Do your students act as if the moment testing is over they are finished with school? While an early summer break may sound nice, it’s definitely a slippery slope, as it’s so important to keep students engaged after testing. I’ve learned that if I abandon classroom routines or deviate too far from our norms, I’m setting myself up for an incredibly challenging last few weeks of school.
However, I also recognize that students have worked hard all year. I know that, like me, they’re tired and need some excitement during the day. I’ve found that it’s best to stick to our routines, while sprinkling in a little extra fun into my instruction. One of my favorite ways to keep students engaged after testing is to take them outdoors, so I’d like to share a couple of my favorite outdoor math activities in this post.

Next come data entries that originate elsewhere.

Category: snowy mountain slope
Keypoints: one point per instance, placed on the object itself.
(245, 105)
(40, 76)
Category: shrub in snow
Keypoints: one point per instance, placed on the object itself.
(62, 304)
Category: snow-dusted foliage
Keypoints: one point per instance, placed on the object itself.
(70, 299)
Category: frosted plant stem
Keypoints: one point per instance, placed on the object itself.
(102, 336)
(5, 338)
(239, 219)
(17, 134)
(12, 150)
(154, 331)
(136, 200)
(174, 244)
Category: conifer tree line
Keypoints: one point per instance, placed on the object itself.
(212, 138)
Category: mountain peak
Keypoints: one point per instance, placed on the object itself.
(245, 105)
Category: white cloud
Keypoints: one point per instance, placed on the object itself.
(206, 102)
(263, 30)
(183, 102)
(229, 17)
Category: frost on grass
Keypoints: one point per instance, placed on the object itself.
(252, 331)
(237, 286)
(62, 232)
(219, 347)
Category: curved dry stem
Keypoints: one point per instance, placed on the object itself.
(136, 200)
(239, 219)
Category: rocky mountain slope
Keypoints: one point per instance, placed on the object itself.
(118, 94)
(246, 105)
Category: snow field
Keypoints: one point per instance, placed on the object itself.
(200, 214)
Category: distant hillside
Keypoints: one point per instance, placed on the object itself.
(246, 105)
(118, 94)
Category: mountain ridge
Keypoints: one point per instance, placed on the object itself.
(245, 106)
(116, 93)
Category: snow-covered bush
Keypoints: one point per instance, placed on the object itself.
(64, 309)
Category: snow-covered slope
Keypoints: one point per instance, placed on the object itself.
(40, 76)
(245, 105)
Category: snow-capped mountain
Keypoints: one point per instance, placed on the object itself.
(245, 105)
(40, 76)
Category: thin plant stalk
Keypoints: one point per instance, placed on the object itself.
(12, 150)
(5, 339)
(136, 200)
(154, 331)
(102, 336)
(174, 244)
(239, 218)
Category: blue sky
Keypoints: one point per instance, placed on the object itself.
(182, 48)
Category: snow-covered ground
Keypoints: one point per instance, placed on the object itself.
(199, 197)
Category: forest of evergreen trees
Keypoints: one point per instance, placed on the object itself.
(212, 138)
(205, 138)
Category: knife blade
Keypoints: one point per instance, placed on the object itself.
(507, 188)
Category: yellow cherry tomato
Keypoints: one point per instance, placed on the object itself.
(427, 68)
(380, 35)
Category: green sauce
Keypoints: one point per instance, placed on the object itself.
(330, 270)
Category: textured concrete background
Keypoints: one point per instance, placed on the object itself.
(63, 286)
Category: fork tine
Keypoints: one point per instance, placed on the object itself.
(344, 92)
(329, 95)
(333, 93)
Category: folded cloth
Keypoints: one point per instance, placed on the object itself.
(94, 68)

Outdoor Math Scavenger Hunt
Every year, in-person or virtual, students LOVE my Outdoor Math Scavenger Hunt. In the scavenger hunt, there are nine different math activities that require just a few extra materials and not a lot of extra prep.
I created a basket for each of the activities. On each basked, I attached a label with detailed directions. Inside each basket, I placed any supplies or materials that would be needed for the activity. Then, I placed the baskets in random locations around the playground so students could spread out, but where I could also supervise all students at the same time.
I’m still using the same baskets years after I first made them. Disclaimer: I made my daughter pose for the pictures in this post…she’s 12 now-she was so tiny back then! That also shows just how long I’ve been using these activities!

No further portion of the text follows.